Pauline Marois vient parler d'environnement à L'Assomption
Mardi dernier, la chef du Parti québécois, Pauline Marois, s'est rendue à L'Assomption accompagnée du candidat du comté, Scott McKay, afin d'annoncer les engagements de son clan en matière d'environnement.
Le scénario était presque parfait pour parler de ce sujet. Mme Marois tenait son point de presse sur le site de l'éventuelle gare à L'Assomption et l'ancien chef du Parti vert, maintenant candidat péquiste, Scott McKay, était à ses côtés. On dit presque parce que la conférence était à l'extérieur et Dame Nature ne s'est pas gênée pour nous refroidir les joues.
Dans le but de réduire la pollution et le gaz à effet de serre (GES), la chef annonçait des investissements majeurs en transport collectif dans la région métropolitaine.
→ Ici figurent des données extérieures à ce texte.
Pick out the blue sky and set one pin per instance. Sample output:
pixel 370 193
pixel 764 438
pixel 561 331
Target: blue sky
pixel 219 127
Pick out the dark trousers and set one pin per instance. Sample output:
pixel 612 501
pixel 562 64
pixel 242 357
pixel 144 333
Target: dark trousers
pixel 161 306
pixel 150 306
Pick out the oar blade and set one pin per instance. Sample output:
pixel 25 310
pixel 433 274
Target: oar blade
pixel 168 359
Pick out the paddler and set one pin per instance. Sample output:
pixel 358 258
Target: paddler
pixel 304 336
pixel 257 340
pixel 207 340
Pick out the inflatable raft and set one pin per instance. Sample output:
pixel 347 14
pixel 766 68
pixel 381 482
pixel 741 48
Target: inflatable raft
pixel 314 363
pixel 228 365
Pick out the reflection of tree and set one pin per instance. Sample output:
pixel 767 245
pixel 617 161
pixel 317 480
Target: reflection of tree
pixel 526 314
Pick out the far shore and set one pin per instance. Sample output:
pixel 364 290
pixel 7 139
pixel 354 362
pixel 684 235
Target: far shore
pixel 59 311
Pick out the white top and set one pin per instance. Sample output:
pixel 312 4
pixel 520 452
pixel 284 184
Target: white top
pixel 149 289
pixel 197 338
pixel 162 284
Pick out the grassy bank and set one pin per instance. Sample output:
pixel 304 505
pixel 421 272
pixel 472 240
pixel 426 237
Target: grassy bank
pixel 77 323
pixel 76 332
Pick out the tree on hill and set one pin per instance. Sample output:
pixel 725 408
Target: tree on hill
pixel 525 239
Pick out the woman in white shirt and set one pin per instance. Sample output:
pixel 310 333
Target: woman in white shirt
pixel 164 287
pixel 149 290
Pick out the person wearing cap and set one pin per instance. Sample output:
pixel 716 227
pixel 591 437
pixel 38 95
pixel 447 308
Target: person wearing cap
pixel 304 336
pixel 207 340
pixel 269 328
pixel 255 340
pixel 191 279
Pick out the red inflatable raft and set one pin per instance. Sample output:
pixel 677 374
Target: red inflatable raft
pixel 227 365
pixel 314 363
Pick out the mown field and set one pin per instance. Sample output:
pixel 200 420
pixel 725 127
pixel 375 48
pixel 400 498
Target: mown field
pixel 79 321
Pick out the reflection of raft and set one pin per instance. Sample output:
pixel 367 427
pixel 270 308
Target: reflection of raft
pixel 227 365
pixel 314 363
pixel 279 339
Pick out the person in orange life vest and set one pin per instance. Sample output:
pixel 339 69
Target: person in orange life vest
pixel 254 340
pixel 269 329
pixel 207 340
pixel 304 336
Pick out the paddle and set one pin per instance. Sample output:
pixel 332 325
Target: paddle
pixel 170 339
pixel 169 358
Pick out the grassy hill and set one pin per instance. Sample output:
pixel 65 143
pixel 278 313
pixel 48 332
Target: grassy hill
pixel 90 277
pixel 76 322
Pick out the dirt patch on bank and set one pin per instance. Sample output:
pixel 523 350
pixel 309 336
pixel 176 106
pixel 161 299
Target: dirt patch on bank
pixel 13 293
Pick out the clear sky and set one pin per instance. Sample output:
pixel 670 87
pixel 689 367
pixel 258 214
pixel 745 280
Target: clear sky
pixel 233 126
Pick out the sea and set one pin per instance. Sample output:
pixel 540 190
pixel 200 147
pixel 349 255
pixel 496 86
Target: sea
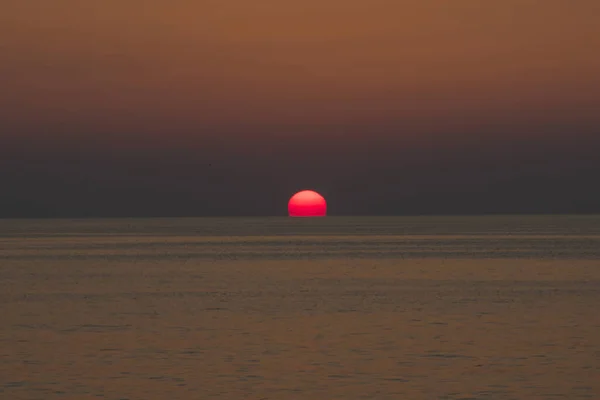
pixel 485 307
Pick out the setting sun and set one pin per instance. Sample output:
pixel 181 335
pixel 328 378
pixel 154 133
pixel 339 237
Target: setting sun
pixel 307 203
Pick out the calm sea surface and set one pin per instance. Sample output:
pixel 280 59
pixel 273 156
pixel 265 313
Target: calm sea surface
pixel 277 308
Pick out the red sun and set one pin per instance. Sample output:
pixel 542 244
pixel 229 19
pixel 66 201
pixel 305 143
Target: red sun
pixel 307 204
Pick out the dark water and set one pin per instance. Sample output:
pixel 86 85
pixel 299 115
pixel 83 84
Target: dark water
pixel 278 308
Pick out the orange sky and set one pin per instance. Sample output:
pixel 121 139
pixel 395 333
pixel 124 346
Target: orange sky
pixel 203 106
pixel 197 68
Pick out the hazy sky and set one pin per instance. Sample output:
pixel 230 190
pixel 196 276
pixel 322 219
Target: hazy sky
pixel 226 107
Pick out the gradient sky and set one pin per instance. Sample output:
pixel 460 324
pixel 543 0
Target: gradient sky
pixel 227 107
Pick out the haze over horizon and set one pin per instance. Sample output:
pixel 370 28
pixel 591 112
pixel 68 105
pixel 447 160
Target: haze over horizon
pixel 156 108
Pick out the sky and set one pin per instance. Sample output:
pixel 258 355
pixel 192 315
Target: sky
pixel 121 108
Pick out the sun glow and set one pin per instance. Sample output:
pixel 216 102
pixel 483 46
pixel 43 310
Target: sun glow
pixel 307 203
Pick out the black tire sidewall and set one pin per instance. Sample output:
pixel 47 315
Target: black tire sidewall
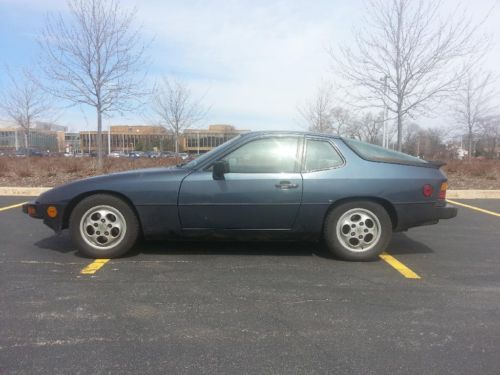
pixel 338 249
pixel 131 235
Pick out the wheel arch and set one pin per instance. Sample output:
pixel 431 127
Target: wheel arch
pixel 77 199
pixel 388 206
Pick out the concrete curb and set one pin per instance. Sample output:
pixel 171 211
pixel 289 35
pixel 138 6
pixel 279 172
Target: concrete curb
pixel 452 194
pixel 22 191
pixel 473 194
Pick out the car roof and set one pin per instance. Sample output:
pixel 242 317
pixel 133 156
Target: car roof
pixel 287 132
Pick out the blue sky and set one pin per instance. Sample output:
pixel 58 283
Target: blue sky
pixel 254 61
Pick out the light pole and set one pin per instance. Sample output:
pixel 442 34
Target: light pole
pixel 385 115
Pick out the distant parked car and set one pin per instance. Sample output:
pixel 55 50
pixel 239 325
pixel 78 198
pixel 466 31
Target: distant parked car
pixel 23 152
pixel 136 154
pixel 286 185
pixel 167 154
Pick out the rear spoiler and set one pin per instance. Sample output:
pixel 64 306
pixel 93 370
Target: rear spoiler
pixel 436 163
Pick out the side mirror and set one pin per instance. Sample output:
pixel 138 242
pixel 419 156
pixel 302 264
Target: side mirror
pixel 219 169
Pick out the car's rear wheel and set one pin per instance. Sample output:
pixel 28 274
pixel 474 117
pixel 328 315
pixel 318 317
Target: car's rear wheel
pixel 357 230
pixel 103 226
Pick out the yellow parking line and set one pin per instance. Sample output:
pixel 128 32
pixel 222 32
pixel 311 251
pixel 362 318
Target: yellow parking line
pixel 475 208
pixel 400 267
pixel 13 206
pixel 94 266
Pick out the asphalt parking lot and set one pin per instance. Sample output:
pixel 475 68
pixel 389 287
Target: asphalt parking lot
pixel 253 308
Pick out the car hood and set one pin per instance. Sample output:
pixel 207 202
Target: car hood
pixel 140 185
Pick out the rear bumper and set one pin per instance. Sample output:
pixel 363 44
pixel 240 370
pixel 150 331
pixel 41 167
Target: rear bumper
pixel 417 214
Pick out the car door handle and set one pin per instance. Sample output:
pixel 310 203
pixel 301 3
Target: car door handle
pixel 285 185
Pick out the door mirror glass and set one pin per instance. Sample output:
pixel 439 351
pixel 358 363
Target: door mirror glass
pixel 219 169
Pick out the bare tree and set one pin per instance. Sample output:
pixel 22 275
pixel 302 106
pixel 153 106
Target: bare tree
pixel 94 58
pixel 370 128
pixel 24 102
pixel 490 134
pixel 472 103
pixel 175 107
pixel 317 112
pixel 342 120
pixel 406 57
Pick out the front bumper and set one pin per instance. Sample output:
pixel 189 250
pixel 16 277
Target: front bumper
pixel 39 211
pixel 417 214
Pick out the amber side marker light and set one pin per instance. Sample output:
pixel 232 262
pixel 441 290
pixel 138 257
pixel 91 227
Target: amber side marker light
pixel 427 190
pixel 51 212
pixel 442 190
pixel 32 211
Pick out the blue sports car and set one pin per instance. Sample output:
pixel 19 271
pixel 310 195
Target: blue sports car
pixel 260 185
L'objectif est de réduire les émissions de GES de 20 % d'ici 2020.
Pour y arriver, le Parti québécois s'engage notamment à embaucher 40 inspecteurs de plus (270 à 310), question de faire appliquer les lois. Pour ça, on parle de 2, 5 M$. On veut également réviser la réglementation actuelle sur la qualité de l'air au Québec, qui date de 1979 et protéger 12 % du territoire naturel de la province. « C'est le Parti québécois qui a fondé la réglementation en environnement, ce qui prouve que nous sommes avant-gardistes dans ce domaine. Il faut continuer à aller de l'avant », lance Pauline Marois.
Cette dernière a également pris le temps de parler de deux sujets qu'ont à cœur les gens du coin, soit le site d'enfouissement à Lachenaie et la venue du train de banlieue. « Le Bape a fixé la date d'échéance à 2012. On aurait souhaité que ce soit plus court, mais on doit maintenant prendre ce temps pour qu'à cette date, on ferme le site d'enfouissement à Lachenaie », précise la chef.
Pour le train de banlieue à L'Assomption, tout semble être en place pour que le projet voie le jour rapidement. « Les infrastructures sont déjà là. Ça serait téméraire de ma part de vous dire une date, mais le projet est considéré dans le 3, 5 M $ que l'on veut investir dans le transport collectif », ajoute-t-elle.